I think what we are indeed generalizing in this RFC is not just our ability to store binaries and serve them with low latency, but also our ability to store key-value pairs. So it’d be more appropriate to extend the title to say that we are “expanding the selection beyond test selection and expanding caching beyond build system caching”.

With that in mind, we have two types of data “key-value pairs” and “key-large-binary pairs”. While we could persist the former in the latter’s storage, I think it makes sense to stick to our model of using ClickHouse for the former and volumes & object storage for the latter.

Nx does a full replacement and Turborepo merges files when globs like build/** are used. I suggest that we start with a full replacement and iterate from there.

The Cache Client Protocol (CCP)

Just noted that Bazel calls the key-value piece “action cache”.

Hey, new stuff for the stuff I built!

I think in general having a generalized cache thing, since the nodes already don’t care what it is (to an extent, we still have separate endpoints) on the domain layer.

One thing I’d like to raise is: what’s the business plan for this? I’m already ultra struggling with coming up with a reasonable strategy for the Xcode cache, and if we do something like this it needs

• authentication like Marek already said
• maybe some changes to how projects work, or allow cache artifacts that are not attached to a project but an account
• a billing plan

I think on the implementation side all of the ideas are super simple, in the end it’s just using the existing upload and download logic and event pipeline that we already use; just on the business side I’d like us to preferably have a plan first before launching to not get into the same “what do we do now” situation like with Xcode CAS.

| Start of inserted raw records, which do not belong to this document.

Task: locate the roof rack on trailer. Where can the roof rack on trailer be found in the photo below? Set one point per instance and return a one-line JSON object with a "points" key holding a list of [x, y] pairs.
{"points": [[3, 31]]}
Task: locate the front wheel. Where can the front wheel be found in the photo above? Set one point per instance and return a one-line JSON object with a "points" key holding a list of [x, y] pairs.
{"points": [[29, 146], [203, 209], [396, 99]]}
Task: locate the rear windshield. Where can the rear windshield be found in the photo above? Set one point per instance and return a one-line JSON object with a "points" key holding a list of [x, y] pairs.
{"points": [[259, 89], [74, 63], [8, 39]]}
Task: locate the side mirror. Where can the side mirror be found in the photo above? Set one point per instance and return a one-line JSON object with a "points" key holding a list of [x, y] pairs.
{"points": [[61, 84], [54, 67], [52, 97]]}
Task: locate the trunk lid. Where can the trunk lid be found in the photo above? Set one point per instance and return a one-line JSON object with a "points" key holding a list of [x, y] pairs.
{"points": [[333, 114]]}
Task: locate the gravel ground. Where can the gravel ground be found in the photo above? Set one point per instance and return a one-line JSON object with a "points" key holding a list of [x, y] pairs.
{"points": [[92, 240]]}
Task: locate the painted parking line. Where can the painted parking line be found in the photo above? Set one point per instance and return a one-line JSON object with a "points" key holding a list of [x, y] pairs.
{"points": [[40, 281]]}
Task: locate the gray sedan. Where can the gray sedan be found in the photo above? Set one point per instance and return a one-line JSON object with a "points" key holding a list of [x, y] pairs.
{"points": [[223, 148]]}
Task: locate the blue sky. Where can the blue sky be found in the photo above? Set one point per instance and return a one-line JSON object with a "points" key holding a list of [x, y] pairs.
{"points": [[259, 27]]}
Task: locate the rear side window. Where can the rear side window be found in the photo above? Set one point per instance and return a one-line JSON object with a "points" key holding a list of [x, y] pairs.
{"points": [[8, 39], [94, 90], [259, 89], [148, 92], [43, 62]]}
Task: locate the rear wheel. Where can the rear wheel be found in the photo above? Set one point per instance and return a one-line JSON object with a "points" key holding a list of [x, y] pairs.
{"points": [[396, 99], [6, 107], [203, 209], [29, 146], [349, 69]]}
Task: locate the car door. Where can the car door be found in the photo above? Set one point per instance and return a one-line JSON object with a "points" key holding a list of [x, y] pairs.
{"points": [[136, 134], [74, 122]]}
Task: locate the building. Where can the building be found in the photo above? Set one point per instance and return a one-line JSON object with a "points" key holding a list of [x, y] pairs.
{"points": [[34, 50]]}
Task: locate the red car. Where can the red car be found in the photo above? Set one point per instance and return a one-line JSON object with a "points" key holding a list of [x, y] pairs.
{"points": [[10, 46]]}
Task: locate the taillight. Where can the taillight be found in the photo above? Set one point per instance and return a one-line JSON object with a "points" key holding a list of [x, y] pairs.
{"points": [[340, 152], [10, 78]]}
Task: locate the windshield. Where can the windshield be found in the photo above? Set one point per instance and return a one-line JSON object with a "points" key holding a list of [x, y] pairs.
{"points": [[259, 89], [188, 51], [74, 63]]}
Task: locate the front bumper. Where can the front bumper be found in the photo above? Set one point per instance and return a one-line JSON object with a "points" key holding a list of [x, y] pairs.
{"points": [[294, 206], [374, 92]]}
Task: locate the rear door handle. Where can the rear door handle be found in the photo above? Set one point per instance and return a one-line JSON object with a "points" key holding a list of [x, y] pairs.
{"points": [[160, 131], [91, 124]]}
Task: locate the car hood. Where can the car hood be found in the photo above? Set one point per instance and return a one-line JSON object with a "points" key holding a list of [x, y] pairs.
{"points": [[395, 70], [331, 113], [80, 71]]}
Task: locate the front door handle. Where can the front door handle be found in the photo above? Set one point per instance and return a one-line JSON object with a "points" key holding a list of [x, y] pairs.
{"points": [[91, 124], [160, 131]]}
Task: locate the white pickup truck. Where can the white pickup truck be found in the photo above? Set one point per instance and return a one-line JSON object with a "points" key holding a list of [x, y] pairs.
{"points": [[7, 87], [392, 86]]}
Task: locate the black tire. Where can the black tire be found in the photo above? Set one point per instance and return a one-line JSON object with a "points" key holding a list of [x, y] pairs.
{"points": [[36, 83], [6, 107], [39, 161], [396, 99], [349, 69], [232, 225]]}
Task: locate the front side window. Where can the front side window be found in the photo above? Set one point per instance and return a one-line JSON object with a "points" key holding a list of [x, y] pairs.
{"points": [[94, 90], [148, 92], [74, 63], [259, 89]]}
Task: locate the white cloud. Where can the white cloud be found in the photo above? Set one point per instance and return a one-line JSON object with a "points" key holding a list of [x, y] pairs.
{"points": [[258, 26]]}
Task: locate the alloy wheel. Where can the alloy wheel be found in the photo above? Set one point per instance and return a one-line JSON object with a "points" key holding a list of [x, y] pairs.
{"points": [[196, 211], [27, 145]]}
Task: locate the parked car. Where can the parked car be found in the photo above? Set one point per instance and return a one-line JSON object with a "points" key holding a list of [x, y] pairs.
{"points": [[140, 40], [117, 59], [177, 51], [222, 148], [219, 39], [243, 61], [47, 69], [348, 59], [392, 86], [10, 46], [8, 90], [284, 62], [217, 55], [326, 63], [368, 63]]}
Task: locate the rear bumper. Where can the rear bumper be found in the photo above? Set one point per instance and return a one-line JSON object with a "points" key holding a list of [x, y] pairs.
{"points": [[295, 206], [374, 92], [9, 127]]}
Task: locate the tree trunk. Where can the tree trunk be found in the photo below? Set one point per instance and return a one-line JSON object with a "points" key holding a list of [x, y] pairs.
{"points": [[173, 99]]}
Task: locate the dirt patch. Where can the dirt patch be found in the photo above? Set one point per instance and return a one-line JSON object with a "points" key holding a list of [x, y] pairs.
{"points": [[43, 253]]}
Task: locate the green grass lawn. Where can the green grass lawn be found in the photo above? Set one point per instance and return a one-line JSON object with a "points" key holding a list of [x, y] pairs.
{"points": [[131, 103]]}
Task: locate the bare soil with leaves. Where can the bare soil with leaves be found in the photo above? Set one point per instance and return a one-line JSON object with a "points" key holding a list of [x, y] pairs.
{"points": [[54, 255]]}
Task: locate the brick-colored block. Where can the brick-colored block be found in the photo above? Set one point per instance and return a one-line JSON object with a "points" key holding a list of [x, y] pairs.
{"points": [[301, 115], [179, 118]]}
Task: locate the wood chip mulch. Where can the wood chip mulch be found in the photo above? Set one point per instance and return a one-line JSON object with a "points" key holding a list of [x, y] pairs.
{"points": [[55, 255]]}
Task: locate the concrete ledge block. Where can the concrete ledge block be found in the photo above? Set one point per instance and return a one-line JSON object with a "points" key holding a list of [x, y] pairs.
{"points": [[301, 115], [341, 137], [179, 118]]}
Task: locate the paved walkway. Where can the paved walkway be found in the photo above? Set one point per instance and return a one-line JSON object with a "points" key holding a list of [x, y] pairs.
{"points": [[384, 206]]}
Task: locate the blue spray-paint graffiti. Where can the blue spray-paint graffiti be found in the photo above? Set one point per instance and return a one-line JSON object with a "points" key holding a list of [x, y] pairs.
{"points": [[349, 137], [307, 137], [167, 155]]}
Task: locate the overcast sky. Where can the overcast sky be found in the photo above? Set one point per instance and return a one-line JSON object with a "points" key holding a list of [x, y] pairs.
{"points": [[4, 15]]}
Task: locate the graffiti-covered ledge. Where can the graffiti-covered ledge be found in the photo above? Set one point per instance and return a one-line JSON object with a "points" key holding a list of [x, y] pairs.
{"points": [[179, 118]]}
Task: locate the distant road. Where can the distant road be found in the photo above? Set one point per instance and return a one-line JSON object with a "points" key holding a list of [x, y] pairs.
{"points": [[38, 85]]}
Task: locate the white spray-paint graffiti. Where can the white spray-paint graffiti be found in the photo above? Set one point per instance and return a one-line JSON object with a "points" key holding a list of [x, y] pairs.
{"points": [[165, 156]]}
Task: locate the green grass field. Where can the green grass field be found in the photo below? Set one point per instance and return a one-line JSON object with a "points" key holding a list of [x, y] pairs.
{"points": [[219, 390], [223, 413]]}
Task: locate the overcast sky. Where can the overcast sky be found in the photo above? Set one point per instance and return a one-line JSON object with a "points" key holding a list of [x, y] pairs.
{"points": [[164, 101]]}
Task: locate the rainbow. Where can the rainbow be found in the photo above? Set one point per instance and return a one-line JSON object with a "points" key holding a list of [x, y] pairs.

Thanks for the review @cschmatzler

Something like this will likely be scoped to an account instead of a project, since those are bound to a build toolchain/system. We’d definitively need to include it in the billing plan and put some mechanisms in place to prevent an Xcode CAS situation.

I’d suggest that we go with the right limits in place so that we keep the costs under control, offer it for free and understand from our users the value that we are bringing to them, and then put a price on it that feels reasonable to the value that they are getting.

One other piece I’d add here is that this directly relates to our goal of implementing runners. Instead of coming up with a yet-another GH Action, like namespace does for their volumes, this would enable us to have a caching not tied to a specific environment and making the caching more easily translatable between providers. We would probably still to introduce a similar action for teams not using mise, but the majority of teams that we currently work with do use mise, so having a cache integration for mise tasks could really feel nice.

As for pricing, we can start with offering this for free as we did with other features like Gradle remote cache, and then coming up with pricing. Here, whatever pricing we’d land on should imho directly correlate to the infra costs (as opposed to the Xcode Cache where the value we provide does not correlate with the infra costs, here, I’d argue it does).

This will also require quite some changes in the dashboard as it would be an account-level feature that teams need to be able to track, especially once this would become a paid feature.

I’m not opposed to playing with this on the side, but imho this functionality primarily becomes interesting when we have runners, so not sure if I’d prioritize this fully tackling this (including design, billing, etc.) before we progress with that feature.

We can start with compute, and then tackle this after. The good thing is that we have figured out already some pieces that will be needed for this:

• A granular authorization model and the workflows to generate and scope sessions to a set of permissions.
• The authentication workflows and the session management such that we don’t need to tell users to generate a token and paste it somewhere in their system
• Users accostumed to have the CLI in their systems.